Nevertheless, under the law, plaintiff may be entitled to injunctive relief with respect to ongoing and future violations of the TSCA. Accordingly, assuming plaintiff is able to survive even more motion practice at summary judgment, he will be permitted to prove that the alleged violations are presently ongoing. If plaintiff so proves the violations, he will be entitled to a declaration that defendants are foreclosed from continuing lead-based paint abatement activities in violation of federal law.

IV. CONCLUSION

In the second amended complaint, plaintiff has cured the standing-related defects that plagued the original complaint.

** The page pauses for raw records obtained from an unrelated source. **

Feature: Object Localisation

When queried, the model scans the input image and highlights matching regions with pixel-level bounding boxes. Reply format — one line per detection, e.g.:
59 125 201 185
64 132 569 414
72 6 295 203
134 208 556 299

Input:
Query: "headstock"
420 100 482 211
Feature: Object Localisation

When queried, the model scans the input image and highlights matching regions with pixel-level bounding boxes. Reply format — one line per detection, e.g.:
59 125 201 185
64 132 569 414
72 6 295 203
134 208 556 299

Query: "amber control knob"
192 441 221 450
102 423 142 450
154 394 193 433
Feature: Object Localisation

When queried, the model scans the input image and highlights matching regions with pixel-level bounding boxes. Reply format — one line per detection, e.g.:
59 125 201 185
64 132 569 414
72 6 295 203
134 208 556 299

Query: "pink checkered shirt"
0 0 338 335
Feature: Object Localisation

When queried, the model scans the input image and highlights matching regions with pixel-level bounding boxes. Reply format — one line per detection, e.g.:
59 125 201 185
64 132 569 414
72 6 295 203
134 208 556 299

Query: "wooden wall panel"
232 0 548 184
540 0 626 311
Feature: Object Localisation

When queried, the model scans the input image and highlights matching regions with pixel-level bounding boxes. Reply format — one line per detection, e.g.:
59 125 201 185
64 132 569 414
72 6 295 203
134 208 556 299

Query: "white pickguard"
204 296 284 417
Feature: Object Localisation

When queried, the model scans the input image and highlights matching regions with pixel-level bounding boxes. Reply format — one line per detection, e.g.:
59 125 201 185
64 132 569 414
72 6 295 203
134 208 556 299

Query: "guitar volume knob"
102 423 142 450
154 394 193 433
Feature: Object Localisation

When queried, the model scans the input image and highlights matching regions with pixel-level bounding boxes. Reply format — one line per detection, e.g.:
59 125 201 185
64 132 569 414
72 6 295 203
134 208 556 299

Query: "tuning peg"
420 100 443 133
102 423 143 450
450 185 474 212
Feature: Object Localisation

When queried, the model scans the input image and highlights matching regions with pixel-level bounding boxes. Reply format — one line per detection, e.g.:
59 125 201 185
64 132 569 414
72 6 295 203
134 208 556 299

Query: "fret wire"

However, any order directing defendants to re-abate homes (assuming the substantive violations are proven) is beyond the scope of relief offered by the TSCA. Plaintiff also cannot maintain the Section 1983 and third-party beneficiary contract claims.

Accordingly, it is

ORDERED that

1. Defendants’ motion to dismiss the second amended complaint is GRANTED in part and DENIED in part;

2. The sixth and seventh causes of action, and all relief requested incident thereto, and paragraph two in the Prayer for Relief to the extent it encompasses abatement work already completed, are DISMISSED;

3. Dismissal of the first, second, third, fourth, and fifth causes of action is DENIED; and

4. Defendant shall file and serve an answer to the first, second, third, fourth, and fifth causes of action on or before February 20, 2004.

IT IS SO ORDERED. 
      
      . The specific factual allegations underlying this claim were outlined in Arbor Hill Concerned Citizens Neighborhood Ass’n v. City of Albany, 250 F.Supp.2d 48, 52-54 (N.D.N.Y.2003), and will not be repeated here.
     
      
      . It was also dismissed because Arbor Hill lacked the capacity to maintain the suit in its name. Arbor Hill, 250 F.Supp2d at 61-62. Arbor Hill was directed to cúre this defect in the event an amended complaint was filed. Id. at 62. By bringing suit in the name of plaintiff, Arbor Hill's president, the capacity-related defect has been cured.
     
      
      . This is not inconsistent with the holding that plaintiff has established standing through the allegations with respect to the named member(s) of Arbor Hill. The standing analysis is not a determination of the merits of plaintiff's claims, but rather whether plaintiff is even properly before the court. This part of the discussion, on the other hand, is somewhat wrapped up in the merits of the case.
     
      
      . Some courts have held that a regulation, by itself, cannot create a federally enforceable Section 1983 right without at least implicit recognition of such right in the regulation’s enforcing statute. See Save Our Valley v. Sound Transit, 335 F.3d 932, 939 (9th Cir.2003); S. Camden Citizens in Action v. N.J. Dep’t of Envtl. Prot., 274 F.3d 771, 784 (3d Cir.2001); Harris v. James, 127 F.3d 993, 1008 (11th Cir.1997); Smith v. Kirk, 821 F.2d 980, 984 (4th Cir.1987). Other courts have held that a regulation can itself provide for an enforceable federal right. See Loschiavo v. City of Dearborn, 33 F.3d 548 (6th Cir.1994); Samuels v. Dist. of Columbia, 770 F.2d 184 (D.C.Cir.1985). The Second Circuit has yet to weigh in on this issue. See King, 161 F.3d at 115 (declining to endorse a view).